Even though most cameras do have much wider gamuts then the color data on the IT8.7/2 target the regression analysis algorithms used by LProf and most other profilers do not limit the gamut of the resulting profile to the gamut of the target unless there is highlight clipping and/or blocked up shadows in the target image. A more correct statement would be to say that the resulting profile is accurate in the gamut range of the target and that values above and below this range are estimated fairly closely down to the minimum and up to the maximum values of the color space. The reason that the parts of these curves that fall outside of the target gamut are fairly close is that image sensors are well behaved (meaning very linear) and the extrapolated curves generated by the regression algorithms are in all likely hood a very good fit to the actual sensor curves even though we don't have data for the very upper and lower parts of these curves.
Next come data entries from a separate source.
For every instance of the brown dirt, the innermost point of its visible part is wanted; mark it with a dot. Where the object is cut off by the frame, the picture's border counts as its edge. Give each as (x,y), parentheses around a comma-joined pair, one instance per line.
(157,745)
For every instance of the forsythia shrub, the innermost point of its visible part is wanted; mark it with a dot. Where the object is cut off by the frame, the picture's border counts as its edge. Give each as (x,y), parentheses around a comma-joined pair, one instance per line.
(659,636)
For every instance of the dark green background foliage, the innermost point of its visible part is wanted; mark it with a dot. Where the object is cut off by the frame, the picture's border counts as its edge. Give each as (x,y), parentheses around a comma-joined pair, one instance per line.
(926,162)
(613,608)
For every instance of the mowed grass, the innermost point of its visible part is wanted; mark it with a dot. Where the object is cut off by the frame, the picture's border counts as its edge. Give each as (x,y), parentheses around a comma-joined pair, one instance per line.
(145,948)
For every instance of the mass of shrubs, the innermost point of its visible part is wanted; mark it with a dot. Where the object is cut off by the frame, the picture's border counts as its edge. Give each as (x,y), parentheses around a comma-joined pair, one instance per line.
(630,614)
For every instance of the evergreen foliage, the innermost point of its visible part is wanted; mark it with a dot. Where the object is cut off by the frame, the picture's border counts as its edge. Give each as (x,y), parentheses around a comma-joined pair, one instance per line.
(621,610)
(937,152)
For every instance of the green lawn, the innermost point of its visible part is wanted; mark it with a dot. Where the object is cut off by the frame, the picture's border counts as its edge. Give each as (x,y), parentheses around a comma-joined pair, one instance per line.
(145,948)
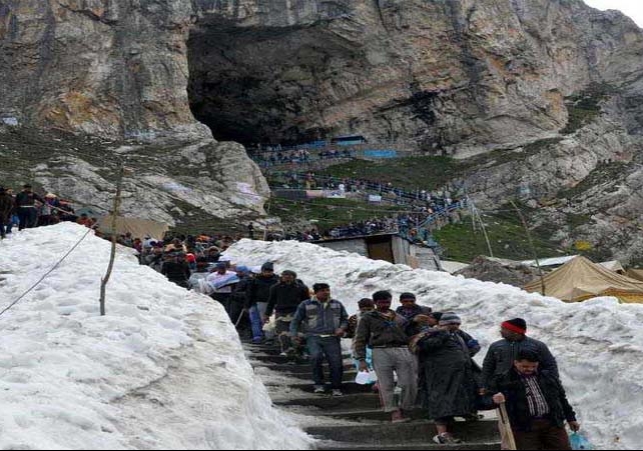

One way to confirm this is to profile a camera and then look at the CIE diagram of the profile in the Profile Checker. It is best to do this with an image that was processed from RAW data using dcraw or UFRAW so that you are capturing as much of the sensor gamut as possible. What you will find is that the triangle that is displayed that defines the gamut hull (bounds) of the device will be significantly larger that the area that contains the dots that represent actual data points from the target. In addition camera profiles often have some of the corners of the gamut hull triangle (these corners represent the RGB primaries of the device) fall outside of the sail shaped part of the CIE diagram that represents the human visible part of the gamut. In other words it actually shows that the sensor can see colors that are beyond the limits of human vision. Another tool that can be used to confirm this is iccexamin which can be used to display a 3D view of the gamut hull along with the target data points if the user creates the profile using the verbose setting in LProf. Again in iccexamin the gamut hull will be way larger than the data points from the target and in fact this is even more apparent than in the LProf Profile Checker.



I should add that creating camera profiles is much more demanding that creating scanner profiles since the conditions under which the target image is captured are much less controlled than is the case for a scanner. But with a little effort you can create excellent camera profiles with LProf.